Figure 3. Kinome analysis of the BRAF/NRAS wild type culture reveals potential targets for clinical treatments

(A) Gene expression levels of 4 cyclin-dependent kinases (CDK1, CDK2, CDK4 and CDK6) are analyzed for each of the 3 identified main groups. Data are given as standard box plots. CDK2 and CDK4 are consistently highly expressed in all groups. Positions of each CDK gene are shown on the mean SOM expression landscape indicated by arrows. (B) Growth inhibition curves are shown for treatments of a patient-derived melanoma short-term culture using inhibitors directed against CDK2 (purvanolol), CDK4 palbociclib, activated BRAF (vemurafenib), ERK1/2 (SCH772984), and MEK1/2 (cobimetinib).

Figure 4. Expression of marker genes of melanoma stem or initiating cells (MMIC)

(A) Heatmap showing scaled expression of MMIC marker genes [23] (e.g., ABCB5, KDM5B and ABCC4), various ABC-transporters and ALDH genes. Additional ABC-transporters and ALDH genes shown are all co-expressed in spot E (Supplementary Figure S5). Rows represent single cells. (B) Expression profile of spot E comprising 16 ABC-transporter and 8 ALDH genes. Selected expression portraits of cells expressing these genes are shown. (C) Expression profile of spot F where KDM5B (JARID1B) is heterogeneously expressed across single cells analyzed. Selected expression portraits of cells expressing KDM5B (JARID1B) are shown.
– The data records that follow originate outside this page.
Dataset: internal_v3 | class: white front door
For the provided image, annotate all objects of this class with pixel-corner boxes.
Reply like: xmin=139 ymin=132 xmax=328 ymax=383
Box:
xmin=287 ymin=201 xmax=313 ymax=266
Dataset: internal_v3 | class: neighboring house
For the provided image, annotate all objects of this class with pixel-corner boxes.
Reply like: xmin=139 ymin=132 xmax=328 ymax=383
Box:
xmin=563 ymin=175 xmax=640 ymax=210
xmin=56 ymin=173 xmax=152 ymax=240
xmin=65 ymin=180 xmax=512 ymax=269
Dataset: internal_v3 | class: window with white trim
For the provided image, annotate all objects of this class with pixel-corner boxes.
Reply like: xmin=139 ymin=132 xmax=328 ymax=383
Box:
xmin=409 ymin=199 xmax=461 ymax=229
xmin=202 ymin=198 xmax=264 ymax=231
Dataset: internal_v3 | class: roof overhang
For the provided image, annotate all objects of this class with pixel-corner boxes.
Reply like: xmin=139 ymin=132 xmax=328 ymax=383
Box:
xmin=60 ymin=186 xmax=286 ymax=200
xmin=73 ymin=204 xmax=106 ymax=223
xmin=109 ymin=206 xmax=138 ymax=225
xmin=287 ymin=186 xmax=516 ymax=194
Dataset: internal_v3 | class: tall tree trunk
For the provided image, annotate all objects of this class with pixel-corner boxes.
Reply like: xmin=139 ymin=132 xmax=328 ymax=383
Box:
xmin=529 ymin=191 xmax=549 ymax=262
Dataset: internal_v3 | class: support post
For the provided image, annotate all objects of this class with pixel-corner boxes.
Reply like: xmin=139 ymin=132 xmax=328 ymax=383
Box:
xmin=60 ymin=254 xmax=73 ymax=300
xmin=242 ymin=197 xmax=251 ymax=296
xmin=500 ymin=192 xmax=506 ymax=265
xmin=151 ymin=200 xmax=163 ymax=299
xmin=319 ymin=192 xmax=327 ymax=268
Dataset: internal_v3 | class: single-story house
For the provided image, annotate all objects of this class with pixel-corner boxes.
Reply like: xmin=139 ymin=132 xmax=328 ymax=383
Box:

Figure 5. Comparative analysis reveals intertumor heterogeneity

(A) A similarity network was calculated and reveals separate clusters of BRAF/NRAS wild type (wt/wt), BRAF mutant/NRAS wild type (mut/wt) and BRAF wild type/NRAS mutant (wt/mut) cells, respectively. A replicate analysis of wt/wt cells was performed and fits into the respective wt/wt cluster. Cells in a highly proliferative state were highlighted in each cluster. (B) Pairwise correlation heatmap quantifies the mutual similarity of single-cell expression landscapes as Pearson's correlation coefficient (r). (C) Comparative SOM analysis between the different cultures generated five main expression signatures. Three expression signatures characterize each individual cell culture which represents intertumor heterogeneity. (D) Integrated proliferation signature which is shared between all cell cultures analyzed and group-specific expression signature for group 3 cells of the wild type short-term culture. Genbank database accession number: GSE81383.